On sut aussi que l’un ou l’autre — lequel, on n’aurait pu le dire, peut-être tous les deux, — firent le métier de négriers. Ils transportaient ou plutôt faisaient transporter des cargaisons d’esclaves des côtes d’Afrique aux États du Sud de l’Union. Dans ces opérations, ils ne remplissaient que le rôle d’intermédiaires entre les traitants du littoral et les capitaines des bâtiments employés à ce trafic inhumain.

Leur commerce prospéra-t-il ? On ne sait. Pourtant, c’est peu probable. En tout cas, il diminua dans une proportion notable, et s’interrompit finalement, lorsque la traite, dénoncée comme un acte barbare, fut peu à peu abolie dans le monde civilisé. Les deux frères durent même renoncer à ce genre de trafic.

Cependant, cette fortune après laquelle ils couraient depuis si longtemps, qu’ils voulaient acquérir à tout prix, cette fortune n’était pas faite, et il fallait la faire. C’est alors que ces deux aventuriers résolurent de mettre à profit leur extraordinaire ressemblance.

En pareil cas, il arrive le plus souvent que ce phénomène se modifie lorsque les enfants sont devenus des hommes.
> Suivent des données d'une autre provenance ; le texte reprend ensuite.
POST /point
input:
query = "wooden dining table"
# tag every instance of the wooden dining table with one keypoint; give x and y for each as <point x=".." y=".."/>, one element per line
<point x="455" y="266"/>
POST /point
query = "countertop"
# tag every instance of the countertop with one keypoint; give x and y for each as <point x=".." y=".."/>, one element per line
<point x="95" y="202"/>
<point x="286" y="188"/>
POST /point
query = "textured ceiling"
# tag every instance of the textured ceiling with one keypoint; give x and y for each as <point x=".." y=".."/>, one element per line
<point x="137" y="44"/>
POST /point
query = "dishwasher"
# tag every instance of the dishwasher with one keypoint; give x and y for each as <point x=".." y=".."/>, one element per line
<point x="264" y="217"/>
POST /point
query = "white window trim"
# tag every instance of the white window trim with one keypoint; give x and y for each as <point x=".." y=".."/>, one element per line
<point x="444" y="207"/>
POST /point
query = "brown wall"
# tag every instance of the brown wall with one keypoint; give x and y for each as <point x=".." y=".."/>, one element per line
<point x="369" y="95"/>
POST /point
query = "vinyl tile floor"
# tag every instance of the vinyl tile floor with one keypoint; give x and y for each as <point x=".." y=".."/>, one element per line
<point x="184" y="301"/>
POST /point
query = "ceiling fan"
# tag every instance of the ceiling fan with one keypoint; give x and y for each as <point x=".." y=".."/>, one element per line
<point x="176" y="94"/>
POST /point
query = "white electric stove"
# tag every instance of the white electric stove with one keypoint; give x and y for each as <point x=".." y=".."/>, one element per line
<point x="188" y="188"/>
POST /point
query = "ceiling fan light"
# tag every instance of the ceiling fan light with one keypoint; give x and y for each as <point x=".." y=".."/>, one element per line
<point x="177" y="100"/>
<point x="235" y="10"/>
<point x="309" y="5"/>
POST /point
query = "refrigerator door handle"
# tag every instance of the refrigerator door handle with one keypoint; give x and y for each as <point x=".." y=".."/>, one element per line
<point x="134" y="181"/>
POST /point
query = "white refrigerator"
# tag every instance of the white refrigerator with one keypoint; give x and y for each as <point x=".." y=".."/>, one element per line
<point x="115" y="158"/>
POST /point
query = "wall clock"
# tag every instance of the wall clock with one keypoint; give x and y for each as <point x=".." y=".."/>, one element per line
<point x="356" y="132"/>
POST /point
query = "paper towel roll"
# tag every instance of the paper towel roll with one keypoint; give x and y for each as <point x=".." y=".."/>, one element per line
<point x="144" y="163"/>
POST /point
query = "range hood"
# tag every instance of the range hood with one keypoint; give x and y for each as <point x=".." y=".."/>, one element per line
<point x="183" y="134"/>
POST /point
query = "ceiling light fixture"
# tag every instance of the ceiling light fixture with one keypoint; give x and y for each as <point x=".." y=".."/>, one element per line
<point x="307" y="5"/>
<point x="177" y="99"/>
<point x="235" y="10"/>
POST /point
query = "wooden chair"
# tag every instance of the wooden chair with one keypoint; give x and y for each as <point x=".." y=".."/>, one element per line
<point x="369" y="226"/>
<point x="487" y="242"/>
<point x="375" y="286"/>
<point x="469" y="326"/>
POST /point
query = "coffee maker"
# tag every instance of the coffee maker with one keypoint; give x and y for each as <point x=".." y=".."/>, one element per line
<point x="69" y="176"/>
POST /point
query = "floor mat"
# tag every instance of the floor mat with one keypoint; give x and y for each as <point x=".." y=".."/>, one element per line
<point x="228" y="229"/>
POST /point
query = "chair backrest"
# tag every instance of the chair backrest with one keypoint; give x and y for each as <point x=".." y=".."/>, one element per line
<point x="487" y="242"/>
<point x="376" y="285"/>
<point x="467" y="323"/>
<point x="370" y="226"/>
Pour les Texar, il n’en fut pas ainsi. À mesure qu’ils prenaient de l’âge, leur ressemblance physique et morale, on ne dira pas s’accentuait, mais restait ce qu’elle avait été — absolue. Impossible de distinguer l’un de l’autre, non seulement par les traits du visage ou la conformation du corps, mais aussi par les gestes ou les inflexions de la voix.

Les deux frères résolurent d’utiliser cette particularité naturelle pour accomplir les actes les plus détestables, avec la possibilité, si l’un d’eux était accusé, de pouvoir établir un alibi de nature à prouver son innocence. Aussi, pendant que l’un exécutait le crime convenu entre eux, l’autre se montrait-il publiquement en quelque lieu, de façon que, grâce à l’alibi, la non-culpabilité fût démontrée ipso facto.